Senan Kilbride

Personal information
- Nickname: Kizzle
- Occupation: Teacher
- Height: 6 ft 3 in (191 cm)

Sport
- Sport: Gaelic Football
- Position: Full Forward

Club
- Years: Club
- 2003-: St Brigid's

Club titles
- Roscommon titles: 10
- Connacht titles: 4
- All-Ireland Titles: 1

Inter-county
- Years: County
- 2005-2016: Roscommon

Inter-county titles
- Connacht titles: 1

= Senan Kilbride =

Irish Gaelic footballer

Senan Kilbride is an Irish Gaelic footballer who played at senior level for the Roscommon county team over a ten-year period, winning NFL Division 2, 3 and 4 titles as well as a Connacht Senior title in 2010.

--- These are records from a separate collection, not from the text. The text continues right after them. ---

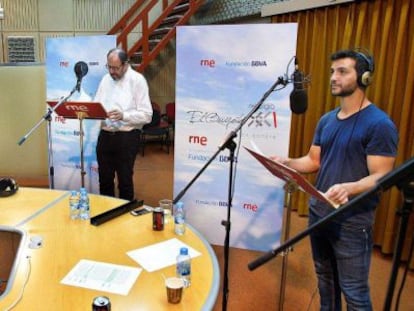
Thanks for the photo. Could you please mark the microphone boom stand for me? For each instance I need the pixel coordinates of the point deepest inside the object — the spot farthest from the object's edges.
(231, 145)
(47, 117)
(403, 178)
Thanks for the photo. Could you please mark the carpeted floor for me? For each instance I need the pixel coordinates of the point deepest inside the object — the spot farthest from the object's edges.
(260, 289)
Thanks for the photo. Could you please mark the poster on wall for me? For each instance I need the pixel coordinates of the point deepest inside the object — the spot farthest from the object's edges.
(222, 72)
(62, 56)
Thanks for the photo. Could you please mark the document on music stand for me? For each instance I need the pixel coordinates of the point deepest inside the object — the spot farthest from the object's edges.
(289, 175)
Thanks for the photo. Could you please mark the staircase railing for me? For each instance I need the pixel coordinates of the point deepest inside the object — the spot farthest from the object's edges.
(156, 33)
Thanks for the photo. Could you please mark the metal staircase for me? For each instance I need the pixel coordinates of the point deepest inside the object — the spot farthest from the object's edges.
(156, 20)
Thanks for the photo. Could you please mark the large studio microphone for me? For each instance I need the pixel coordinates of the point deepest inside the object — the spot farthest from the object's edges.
(298, 96)
(81, 69)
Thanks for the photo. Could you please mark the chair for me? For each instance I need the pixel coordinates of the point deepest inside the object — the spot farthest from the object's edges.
(158, 130)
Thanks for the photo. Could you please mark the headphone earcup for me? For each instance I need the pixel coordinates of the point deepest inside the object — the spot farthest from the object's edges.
(8, 187)
(365, 79)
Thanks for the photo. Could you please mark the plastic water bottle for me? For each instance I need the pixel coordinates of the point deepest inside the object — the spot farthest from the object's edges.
(179, 219)
(84, 211)
(183, 267)
(74, 205)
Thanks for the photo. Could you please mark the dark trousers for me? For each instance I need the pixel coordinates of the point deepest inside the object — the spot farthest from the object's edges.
(116, 152)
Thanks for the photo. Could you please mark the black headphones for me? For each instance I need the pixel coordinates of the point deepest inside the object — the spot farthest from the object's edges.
(365, 67)
(8, 187)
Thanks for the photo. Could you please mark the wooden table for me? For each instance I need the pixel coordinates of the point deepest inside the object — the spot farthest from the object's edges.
(45, 213)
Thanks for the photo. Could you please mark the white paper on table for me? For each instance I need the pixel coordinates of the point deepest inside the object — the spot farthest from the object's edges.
(102, 276)
(160, 255)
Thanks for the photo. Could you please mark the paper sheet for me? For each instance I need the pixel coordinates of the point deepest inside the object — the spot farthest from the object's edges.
(160, 255)
(102, 276)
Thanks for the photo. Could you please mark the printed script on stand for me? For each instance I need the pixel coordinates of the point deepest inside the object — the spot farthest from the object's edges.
(289, 175)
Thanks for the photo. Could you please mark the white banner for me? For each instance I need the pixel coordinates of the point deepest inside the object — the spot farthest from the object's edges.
(62, 55)
(223, 71)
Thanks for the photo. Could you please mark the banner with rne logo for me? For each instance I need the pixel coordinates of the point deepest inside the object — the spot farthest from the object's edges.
(222, 72)
(65, 142)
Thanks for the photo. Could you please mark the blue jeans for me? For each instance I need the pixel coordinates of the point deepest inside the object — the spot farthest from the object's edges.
(342, 258)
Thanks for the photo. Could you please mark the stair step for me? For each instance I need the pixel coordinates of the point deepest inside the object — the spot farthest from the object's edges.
(161, 31)
(181, 8)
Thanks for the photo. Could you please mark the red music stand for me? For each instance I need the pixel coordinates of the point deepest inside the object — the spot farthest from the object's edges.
(80, 111)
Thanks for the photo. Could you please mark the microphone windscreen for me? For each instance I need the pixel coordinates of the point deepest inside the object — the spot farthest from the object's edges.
(298, 101)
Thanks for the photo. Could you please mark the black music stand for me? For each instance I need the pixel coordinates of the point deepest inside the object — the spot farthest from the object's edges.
(80, 111)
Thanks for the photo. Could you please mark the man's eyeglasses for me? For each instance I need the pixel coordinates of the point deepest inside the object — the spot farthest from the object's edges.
(114, 68)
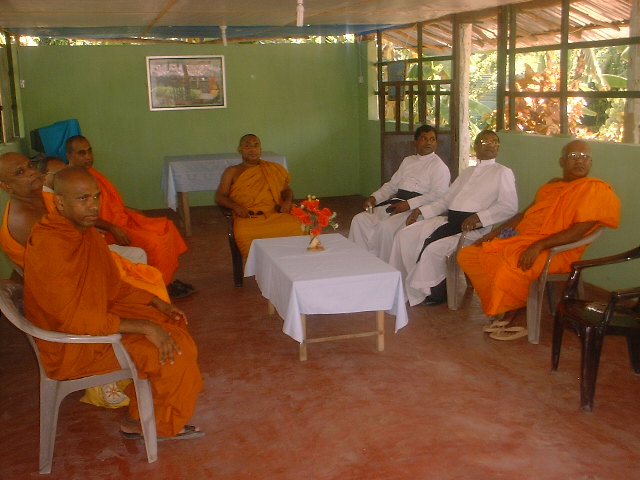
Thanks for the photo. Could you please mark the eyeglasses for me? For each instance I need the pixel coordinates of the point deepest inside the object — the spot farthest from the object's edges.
(578, 155)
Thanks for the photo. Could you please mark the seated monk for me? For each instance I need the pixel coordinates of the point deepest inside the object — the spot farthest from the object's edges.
(72, 285)
(259, 195)
(48, 166)
(28, 203)
(503, 263)
(124, 226)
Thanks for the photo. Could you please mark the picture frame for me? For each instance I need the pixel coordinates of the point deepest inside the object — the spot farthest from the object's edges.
(186, 82)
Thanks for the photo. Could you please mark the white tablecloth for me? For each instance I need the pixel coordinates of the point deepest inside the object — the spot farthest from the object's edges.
(196, 173)
(343, 278)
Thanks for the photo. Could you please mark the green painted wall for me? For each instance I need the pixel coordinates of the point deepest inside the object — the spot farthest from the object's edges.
(302, 100)
(305, 101)
(534, 161)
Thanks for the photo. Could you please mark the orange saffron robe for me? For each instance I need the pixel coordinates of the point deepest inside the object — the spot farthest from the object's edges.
(11, 247)
(72, 285)
(157, 236)
(492, 267)
(137, 274)
(259, 189)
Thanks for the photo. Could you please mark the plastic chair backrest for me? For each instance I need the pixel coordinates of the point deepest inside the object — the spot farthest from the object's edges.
(52, 392)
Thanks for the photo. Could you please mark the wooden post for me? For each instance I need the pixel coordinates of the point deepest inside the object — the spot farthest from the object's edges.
(632, 105)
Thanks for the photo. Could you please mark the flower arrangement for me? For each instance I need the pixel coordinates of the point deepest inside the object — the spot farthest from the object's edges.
(313, 218)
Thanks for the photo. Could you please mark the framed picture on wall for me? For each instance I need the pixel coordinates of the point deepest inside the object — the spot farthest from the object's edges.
(189, 82)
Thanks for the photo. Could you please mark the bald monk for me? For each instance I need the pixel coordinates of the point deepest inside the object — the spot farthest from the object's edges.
(259, 195)
(48, 166)
(28, 203)
(503, 263)
(124, 226)
(72, 285)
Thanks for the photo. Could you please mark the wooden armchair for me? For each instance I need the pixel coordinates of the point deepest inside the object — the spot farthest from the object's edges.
(591, 321)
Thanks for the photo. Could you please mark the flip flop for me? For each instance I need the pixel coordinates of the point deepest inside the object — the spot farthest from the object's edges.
(509, 333)
(496, 326)
(131, 435)
(188, 433)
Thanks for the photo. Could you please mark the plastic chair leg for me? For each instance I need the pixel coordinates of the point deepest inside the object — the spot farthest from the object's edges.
(147, 418)
(49, 404)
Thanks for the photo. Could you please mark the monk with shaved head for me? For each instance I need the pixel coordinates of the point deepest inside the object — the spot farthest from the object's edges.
(72, 285)
(503, 263)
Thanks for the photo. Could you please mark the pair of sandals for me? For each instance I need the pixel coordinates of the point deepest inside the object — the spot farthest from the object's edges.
(499, 330)
(188, 432)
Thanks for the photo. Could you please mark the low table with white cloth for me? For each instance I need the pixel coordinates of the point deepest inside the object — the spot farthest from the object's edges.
(197, 173)
(343, 278)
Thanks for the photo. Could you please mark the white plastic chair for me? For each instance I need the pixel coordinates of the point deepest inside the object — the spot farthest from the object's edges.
(52, 392)
(538, 286)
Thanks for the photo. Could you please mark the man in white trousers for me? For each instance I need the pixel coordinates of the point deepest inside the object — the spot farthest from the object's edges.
(420, 179)
(480, 197)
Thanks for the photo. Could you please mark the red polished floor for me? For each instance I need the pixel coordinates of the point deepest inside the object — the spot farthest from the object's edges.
(442, 401)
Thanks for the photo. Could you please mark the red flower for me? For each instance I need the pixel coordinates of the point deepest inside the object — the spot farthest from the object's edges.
(323, 220)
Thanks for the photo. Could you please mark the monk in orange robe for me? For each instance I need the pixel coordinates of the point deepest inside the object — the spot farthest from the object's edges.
(258, 192)
(503, 263)
(28, 203)
(72, 285)
(157, 236)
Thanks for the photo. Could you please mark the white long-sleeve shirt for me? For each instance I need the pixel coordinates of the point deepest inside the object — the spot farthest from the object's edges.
(489, 189)
(426, 174)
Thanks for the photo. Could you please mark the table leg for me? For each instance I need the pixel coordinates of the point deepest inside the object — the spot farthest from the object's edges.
(303, 344)
(380, 324)
(184, 213)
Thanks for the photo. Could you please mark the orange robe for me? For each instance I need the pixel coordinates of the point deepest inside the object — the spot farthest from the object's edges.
(157, 236)
(259, 189)
(11, 247)
(72, 285)
(492, 267)
(137, 274)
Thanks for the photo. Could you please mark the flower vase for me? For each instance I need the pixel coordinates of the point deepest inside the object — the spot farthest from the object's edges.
(314, 244)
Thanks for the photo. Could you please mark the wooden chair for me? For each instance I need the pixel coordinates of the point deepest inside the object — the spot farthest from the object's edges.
(236, 256)
(591, 321)
(540, 285)
(52, 392)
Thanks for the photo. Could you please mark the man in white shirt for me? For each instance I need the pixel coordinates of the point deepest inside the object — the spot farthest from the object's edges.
(480, 197)
(421, 179)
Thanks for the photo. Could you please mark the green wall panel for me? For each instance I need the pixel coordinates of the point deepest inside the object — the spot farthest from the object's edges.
(302, 100)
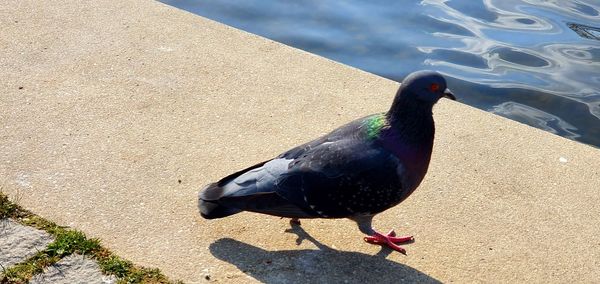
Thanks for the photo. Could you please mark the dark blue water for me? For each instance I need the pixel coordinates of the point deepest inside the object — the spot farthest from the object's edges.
(534, 61)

Kilbride plays for the St Brigid's club, with which he won Roscommon Senior Football Championship medals in 2005, 2006, 2007, 2010, 2011, 2012, 2013, 2014, 2016 and 2017. He also has won Connacht Senior Club Football Championships in 2006, 2010, 2011 and 2012.

He played with Brigid's in the 2011 All-Ireland Senior Club Football Championship final but lost out to Crossmaglen Rangers. The club was back in the final again in 2013, winning by one point to become the first team from Roscommon to win an All-Ireland club title.

Kilbride has four Connacht caps and one inter-provincial title.

Kilbride completed a Primary Teaching Degree in St Patrick's College, Dublin and currently works at Cloonakilla National School in Athlone.